Upstairs, dodging the tour group coming down, and now for something very different. The main building was designed and the ground floors decorated by John Vardy in the Palladian style, but the owner was persuaded to switch architects halfway through to James Stuart, a designer so well known for his classical approach that he was nicknamed The Athenian.
Although to be honest, unless you’re really up on knowing the difference in architectural styles, it can be difficult to know that there was a swap of styles partway through – it’s a big grand house looking terrifically big and grand and impressive.
What’s really impressive though is how the restoration has woven its magic, to the point that it’s quite difficult to believe that this was all once being used as offices. There are still offices in the building, on the upper floors where the family used to sleep and servants lived, but the great staterooms are all looking as great as they were when first built.

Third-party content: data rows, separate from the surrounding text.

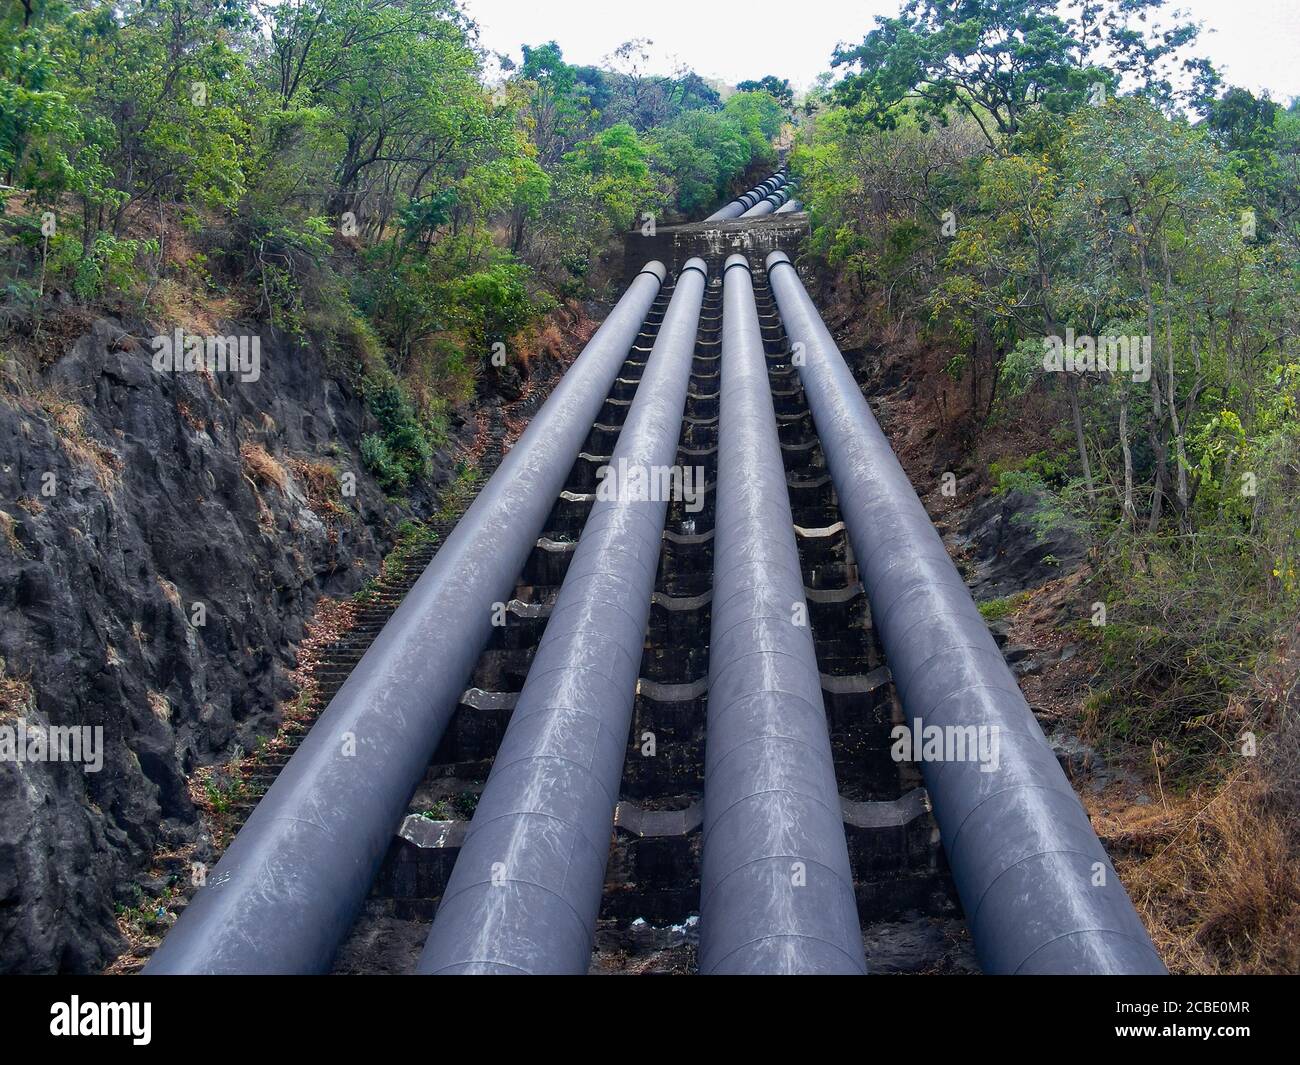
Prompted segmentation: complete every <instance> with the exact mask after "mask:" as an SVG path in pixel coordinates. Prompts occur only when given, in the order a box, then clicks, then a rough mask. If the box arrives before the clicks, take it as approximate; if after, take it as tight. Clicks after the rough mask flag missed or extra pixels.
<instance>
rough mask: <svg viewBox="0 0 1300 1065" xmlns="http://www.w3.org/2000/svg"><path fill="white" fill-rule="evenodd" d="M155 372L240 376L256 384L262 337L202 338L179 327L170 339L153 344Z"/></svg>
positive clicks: (259, 376) (153, 358)
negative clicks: (214, 374) (215, 374)
mask: <svg viewBox="0 0 1300 1065" xmlns="http://www.w3.org/2000/svg"><path fill="white" fill-rule="evenodd" d="M149 345H151V346H152V348H153V369H156V371H159V372H160V373H194V372H196V371H200V369H205V371H208V372H209V373H238V375H239V380H240V381H244V382H252V381H256V380H259V378H260V377H261V337H257V335H248V334H247V333H242V334H238V335H231V337H200V335H198V334H195V333H186V332H185V330H183V329H181V326H179V325H178V326H177V328H175V332H174V333H173V334H172V335H170V337H165V335H159V337H155V338H153V339H152V341H149Z"/></svg>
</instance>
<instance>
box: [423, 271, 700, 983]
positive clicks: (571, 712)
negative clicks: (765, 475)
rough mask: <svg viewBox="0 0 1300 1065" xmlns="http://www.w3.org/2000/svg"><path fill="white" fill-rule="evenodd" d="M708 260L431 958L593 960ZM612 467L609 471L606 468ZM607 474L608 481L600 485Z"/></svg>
mask: <svg viewBox="0 0 1300 1065" xmlns="http://www.w3.org/2000/svg"><path fill="white" fill-rule="evenodd" d="M706 269H707V268H706V267H705V263H703V260H701V259H690V260H689V261H688V263H686V264H685V265H684V267H682V269H681V273H680V274H679V276H677V285H676V290H675V291H673V295H672V302H671V303H669V304H668V309H667V312H666V313H664V319H663V322H662V325H660V326H659V335H658V338H656V339H655V343H654V347H653V348H651V352H650V356H649V359H647V360H646V368H645V373H643V375H642V377H641V384H640V385H638V386H637V390H636V395H634V398H633V401H632V406H630V408H629V411H628V416H627V421H625V423H624V425H623V430H621V432H620V433H619V440H617V445H616V446H615V449H614V455H612V456H611V459H610V468H608V471H607V473H608V475H610V476H614V477H615V485H614V486H615V489H616V490H615V492H614V493H612V497H611V494H603V493H602V492H598V493H597V501H595V503H593V506H591V512H590V515H589V518H588V520H586V525H585V527H584V529H582V536H581V538H580V540H578V545H577V549H576V550H575V553H573V560H572V562H571V563H569V568H568V572H567V573H565V576H564V581H563V584H562V585H560V592H559V597H558V598H556V601H555V607H554V610H552V611H551V616H550V620H549V622H547V623H546V629H545V632H543V633H542V641H541V644H539V645H538V648H537V655H536V658H534V659H533V664H532V668H529V671H528V679H526V681H525V684H524V690H523V693H521V694H520V697H519V702H517V703H516V706H515V711H513V714H512V715H511V718H510V724H508V727H507V730H506V736H504V739H503V740H502V744H500V749H499V750H498V753H497V758H495V761H494V762H493V769H491V774H490V775H489V778H487V784H486V787H485V788H484V792H482V797H481V798H480V800H478V806H477V809H476V810H474V815H473V819H472V821H471V823H469V828H468V834H467V836H465V841H464V845H463V847H461V849H460V854H459V857H458V858H456V865H455V867H454V869H452V873H451V879H450V882H448V883H447V888H446V891H445V892H443V896H442V902H441V904H439V906H438V913H437V915H435V917H434V922H433V928H432V930H430V932H429V939H428V941H426V943H425V947H424V953H422V954H421V957H420V962H419V965H417V971H420V973H448V974H450V973H571V974H577V973H585V971H586V970H588V966H589V965H590V960H591V940H593V935H594V928H595V919H597V914H598V912H599V908H601V891H602V888H603V886H604V866H606V862H607V861H608V854H610V832H611V830H612V826H614V808H615V805H616V802H617V798H619V784H620V780H621V778H623V761H624V757H625V756H627V748H628V732H629V730H630V724H632V709H633V703H634V700H636V688H637V677H638V676H640V671H641V655H642V650H643V648H645V632H646V624H647V622H649V618H650V598H651V596H653V593H654V584H655V575H656V571H658V567H659V549H660V542H662V538H663V524H664V516H666V514H667V508H668V501H667V499H655V498H642V497H645V495H650V497H653V495H655V494H656V493H645V492H640V490H637V488H636V485H634V484H630V482H627V484H625V482H624V481H623V480H621V479H623V473H624V471H627V472H628V473H629V479H630V480H632V481H634V480H636V479H637V477H641V479H643V480H642V481H641V486H642V488H643V486H646V485H649V484H653V482H654V481H655V472H656V471H660V469H667V468H668V467H671V466H673V463H675V462H676V455H677V441H679V438H680V436H681V417H682V412H684V410H685V406H686V390H688V386H689V382H690V368H692V363H693V360H694V351H695V333H697V329H698V324H699V308H701V304H702V300H703V293H705V281H706V277H707V274H706ZM606 480H608V479H606ZM603 488H604V485H603V484H602V489H603Z"/></svg>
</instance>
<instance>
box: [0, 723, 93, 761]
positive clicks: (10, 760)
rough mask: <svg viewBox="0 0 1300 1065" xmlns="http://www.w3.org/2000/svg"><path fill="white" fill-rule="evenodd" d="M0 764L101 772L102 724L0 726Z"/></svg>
mask: <svg viewBox="0 0 1300 1065" xmlns="http://www.w3.org/2000/svg"><path fill="white" fill-rule="evenodd" d="M0 762H17V763H18V765H23V763H27V762H81V763H82V769H83V770H86V772H99V771H100V770H101V769H104V727H103V726H101V724H96V726H88V724H49V726H43V724H36V723H32V724H29V723H27V722H26V719H25V718H18V720H16V722H14V723H13V724H0Z"/></svg>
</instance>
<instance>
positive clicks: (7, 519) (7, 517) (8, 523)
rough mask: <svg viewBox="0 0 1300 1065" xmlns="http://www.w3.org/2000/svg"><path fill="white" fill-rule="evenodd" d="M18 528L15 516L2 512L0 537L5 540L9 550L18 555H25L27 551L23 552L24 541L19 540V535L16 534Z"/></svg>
mask: <svg viewBox="0 0 1300 1065" xmlns="http://www.w3.org/2000/svg"><path fill="white" fill-rule="evenodd" d="M17 528H18V523H17V521H14V520H13V516H12V515H9V514H5V512H4V511H3V510H0V537H3V538H4V542H5V544H6V545H8V546H9V550H10V551H13V553H14V554H16V555H25V554H26V551H23V550H22V541H19V540H18V534H17V533H16V532H14V529H17Z"/></svg>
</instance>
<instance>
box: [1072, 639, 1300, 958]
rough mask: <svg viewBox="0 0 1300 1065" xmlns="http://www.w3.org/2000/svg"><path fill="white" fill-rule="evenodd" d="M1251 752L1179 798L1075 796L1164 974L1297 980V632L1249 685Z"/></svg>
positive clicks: (1299, 935) (1299, 706)
mask: <svg viewBox="0 0 1300 1065" xmlns="http://www.w3.org/2000/svg"><path fill="white" fill-rule="evenodd" d="M1253 694H1255V698H1253V700H1251V702H1252V706H1251V710H1252V713H1251V714H1249V718H1248V720H1249V723H1251V724H1249V728H1251V731H1252V733H1253V735H1255V736H1257V753H1256V754H1253V756H1252V757H1245V756H1243V754H1240V753H1239V754H1236V756H1235V757H1234V758H1232V761H1231V763H1230V770H1229V771H1227V774H1226V775H1223V776H1222V778H1219V779H1217V780H1213V782H1210V783H1206V784H1203V785H1201V787H1199V788H1197V789H1195V791H1193V792H1191V793H1190V795H1179V796H1175V795H1169V793H1166V792H1164V791H1160V789H1158V783H1160V780H1158V772H1157V771H1153V772H1152V776H1153V783H1154V784H1156V785H1157V787H1156V788H1154V789H1153V791H1156V793H1157V796H1158V797H1157V800H1156V801H1153V802H1148V804H1145V805H1138V804H1135V802H1134V801H1132V798H1131V795H1128V793H1127V792H1128V791H1131V788H1115V789H1112V791H1109V792H1106V793H1104V795H1102V796H1101V797H1100V798H1092V800H1091V801H1089V800H1088V798H1087V797H1086V802H1089V806H1091V809H1089V813H1091V814H1092V815H1093V823H1095V824H1096V827H1097V830H1099V832H1100V835H1101V837H1102V840H1104V843H1105V844H1106V847H1108V849H1109V850H1110V853H1112V856H1113V857H1114V858H1115V865H1117V867H1118V870H1119V874H1121V876H1122V878H1123V880H1125V884H1126V886H1127V887H1128V891H1130V892H1131V895H1132V899H1134V902H1135V904H1136V906H1138V909H1139V910H1140V912H1141V914H1143V919H1144V921H1145V922H1147V927H1148V930H1149V931H1151V934H1152V938H1153V939H1154V940H1156V945H1157V948H1158V949H1160V952H1161V954H1162V956H1164V958H1165V962H1166V964H1167V965H1169V967H1170V969H1171V970H1173V971H1175V973H1192V974H1265V973H1291V974H1295V973H1300V636H1296V637H1295V640H1294V641H1292V642H1290V644H1288V645H1287V646H1284V648H1283V650H1282V653H1281V654H1278V655H1277V657H1274V658H1273V661H1271V664H1270V667H1269V668H1268V670H1266V671H1265V672H1264V674H1262V675H1261V676H1260V677H1258V679H1257V684H1256V687H1255V692H1253Z"/></svg>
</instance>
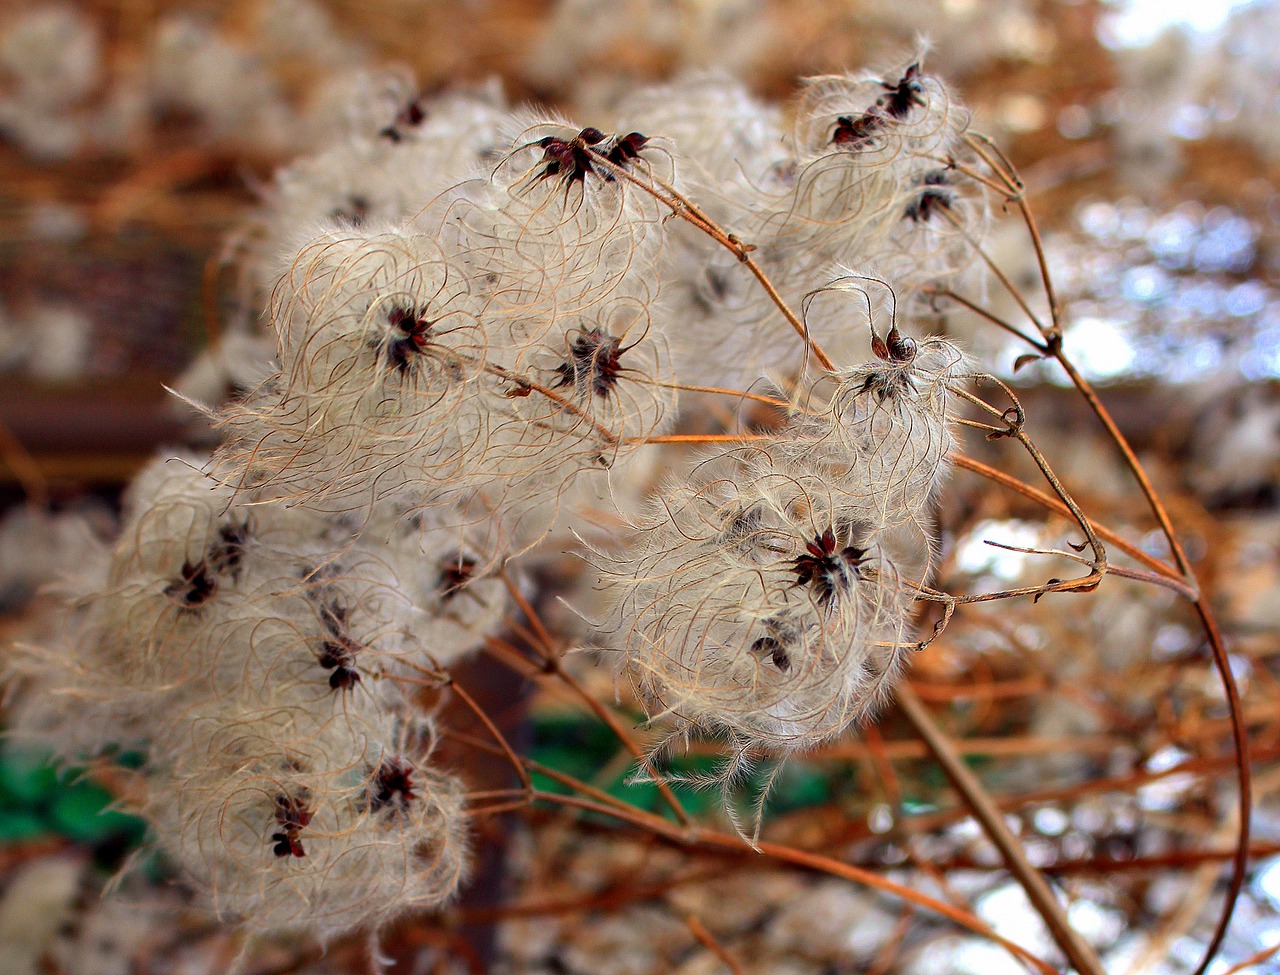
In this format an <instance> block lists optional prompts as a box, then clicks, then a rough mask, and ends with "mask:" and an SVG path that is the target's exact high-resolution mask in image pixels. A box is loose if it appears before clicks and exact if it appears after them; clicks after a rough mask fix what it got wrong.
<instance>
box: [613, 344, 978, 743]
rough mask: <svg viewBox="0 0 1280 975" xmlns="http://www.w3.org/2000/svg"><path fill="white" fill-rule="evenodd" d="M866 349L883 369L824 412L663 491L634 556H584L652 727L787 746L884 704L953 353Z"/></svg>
mask: <svg viewBox="0 0 1280 975" xmlns="http://www.w3.org/2000/svg"><path fill="white" fill-rule="evenodd" d="M878 348H881V351H882V352H883V356H884V361H882V362H879V363H878V365H872V366H860V367H856V369H852V370H849V371H846V372H844V374H837V375H835V376H833V377H832V381H833V383H835V384H836V385H835V392H833V394H831V395H829V398H828V400H827V406H826V408H822V409H814V411H805V412H796V413H795V415H794V416H792V418H791V421H790V422H788V425H787V426H786V427H785V429H783V430H782V431H780V432H778V434H776V435H769V436H763V438H759V439H755V440H753V441H751V443H744V444H741V445H736V447H731V448H727V449H721V450H718V452H716V453H712V454H709V456H707V457H705V458H703V459H701V461H700V462H699V463H696V464H695V466H694V467H692V470H691V471H690V472H689V473H687V475H686V476H684V477H681V479H677V480H675V481H671V482H669V484H668V485H667V486H666V488H664V489H663V490H662V491H660V493H659V495H658V498H657V499H655V502H654V504H653V507H652V511H650V517H649V518H648V519H645V521H644V522H643V523H640V525H637V526H635V527H636V528H637V530H639V531H640V532H641V537H644V539H645V545H644V550H643V553H641V554H640V555H639V557H635V558H627V557H621V558H620V557H616V555H611V554H608V553H604V551H596V553H595V555H594V563H595V564H596V567H598V568H599V569H600V575H602V583H603V585H604V587H605V590H607V592H608V595H609V598H611V601H612V621H611V628H609V632H608V636H607V638H605V645H607V646H613V647H616V649H617V650H618V651H621V654H622V659H623V669H625V670H626V673H627V674H628V676H630V677H631V679H632V681H634V682H635V685H636V687H637V690H639V692H640V696H641V699H643V700H645V701H646V706H648V709H649V713H650V715H652V717H654V718H659V717H672V718H675V719H676V723H677V728H680V729H682V731H689V729H698V731H700V732H703V733H709V734H727V736H728V737H730V738H731V740H732V741H735V742H736V743H740V745H744V743H748V745H750V743H764V745H768V746H772V747H781V749H804V747H809V746H812V745H814V743H817V742H819V741H822V740H824V738H828V737H831V736H833V734H836V733H838V732H840V731H842V729H844V728H846V727H847V725H849V724H850V723H852V722H855V720H859V719H863V718H865V717H868V715H869V714H870V713H873V710H874V709H876V706H877V705H878V704H879V702H881V701H882V700H883V699H884V695H886V691H887V690H888V688H890V687H891V686H892V682H893V678H895V676H896V673H897V672H899V669H900V667H901V663H902V658H904V649H905V646H906V645H908V644H909V640H908V633H909V630H910V622H909V618H910V613H911V606H913V603H914V600H915V598H916V594H918V592H919V587H920V585H922V582H923V580H924V578H925V577H927V575H928V571H929V567H931V562H932V532H931V531H929V525H928V517H927V514H925V513H924V512H925V511H927V507H928V500H929V499H931V496H932V495H933V493H934V491H936V490H937V488H938V485H940V482H941V481H942V479H943V477H945V475H946V456H947V453H948V450H950V448H951V445H952V434H951V431H950V429H948V422H947V415H946V409H947V402H948V397H947V383H948V381H952V380H954V379H955V377H956V376H955V372H956V370H957V367H959V366H960V363H961V362H963V357H961V356H960V354H959V353H957V352H956V349H955V348H954V347H952V345H950V344H948V343H946V342H943V340H941V339H932V340H929V342H927V343H924V344H923V345H922V347H919V348H916V347H915V344H914V343H913V342H911V340H910V339H906V338H905V337H902V335H901V334H900V333H899V331H897V329H893V330H892V331H891V333H890V339H888V340H887V342H886V340H879V342H878ZM814 394H817V390H814Z"/></svg>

Once you’ve done the house, there’s a chance to wander around the modest but pleasant garden. Designed to be seen from the terrace that faces Green Park, there’s a step of steps that take you down to have a wander around.
A quirk is that the house is owned by the Spencers, but the garden is owned by the Royal Parks. This is because this row of grand houses originally fronted directly onto the park, but it was later agreed to fence off a bit of the park for the houses to have private gardens. But the land still belongs to the Royal Park, not the Spencers.
On a personal basis, I would have liked a bit more about the house, but as you’re inside looking mostly at furniture and paintings, the tour understandably focused mostly on those. Considering that the Rothchilds only hold a lease on the building, albeit a very long one, they didn’t have to restore it to its full glory, but they have, and now we get to enjoy it. However, it’s not a well-known place to visit, and I bet if you did a straw poll amongst friends, few will have heard of it. So that’s your reason to pay a visit.
Spencer House is open every Sunday (except during August) from 10am to 4.30pm.
The house tour and garden takes about 90 minutes and while you can turn up and join a tour if there are spaces, it’s wiser to book one in advance from here.
There’s also a guidebook available for £6.
Getting to Spencer House
If coming from Green Park tube station, the easiest way to Spencer House is to leave by the exit leading into Green Park and walk down the path a bit until you spot an alleyway gap in the fence leading to a passage under the houses. Head down here, and at the other end, turn right, and Spencer House is in front of you at the end of the road.
Otherwise, head to St James’s Street, and you want to look for the side road, St James’s Place and Spencer House is at the end of the road.